Coorg night frog
- Conservation status: Endangered (IUCN 3.1)

Scientific classification
- Kingdom: Animalia
- Phylum: Chordata
- Class: Amphibia
- Order: Anura
- Family: Nyctibatrachidae
- Genus: Nyctibatrachus
- Species: N. sanctipalustris
- Binomial name: Nyctibatrachus sanctipalustris Rao, 1920

= Coorg night frog =

- Authority: Rao, 1920
- Conservation status: EN

Species of amphibian

Nyctibatrachus sanctipalustris (Coorg night frog or sacred swamp wrinkled frog) is a species of frog in the family Nyctibatrachidae from India. The specific name, sanctipalustris, "holy swamp" in Latin, refers to the type locality, "the sacred swamps of the Cauvery (river)...Coorg, India".

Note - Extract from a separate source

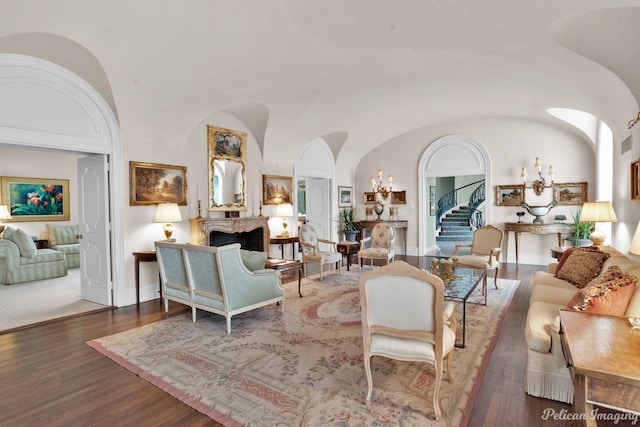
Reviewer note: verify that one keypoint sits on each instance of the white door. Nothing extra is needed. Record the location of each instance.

==Distribution and habitat==
Nyctibatrachus sanctipalustris is endemic to the Western Ghats, India. All known populations are within Karnataka state. It is a semiaquatic species that lives in marshes within moist tropical forests.

==Rediscovery==
This species was described by C. R. Narayan Rao in 1920, and was thought to have been extinct after remaining unsighted for 91 years. Its rediscovery in 2011 coincided with the discovery of Nyctibatrachus poocha and others of the genus Nyctibatrachus by herpetologist Sathyabhama Das Biju.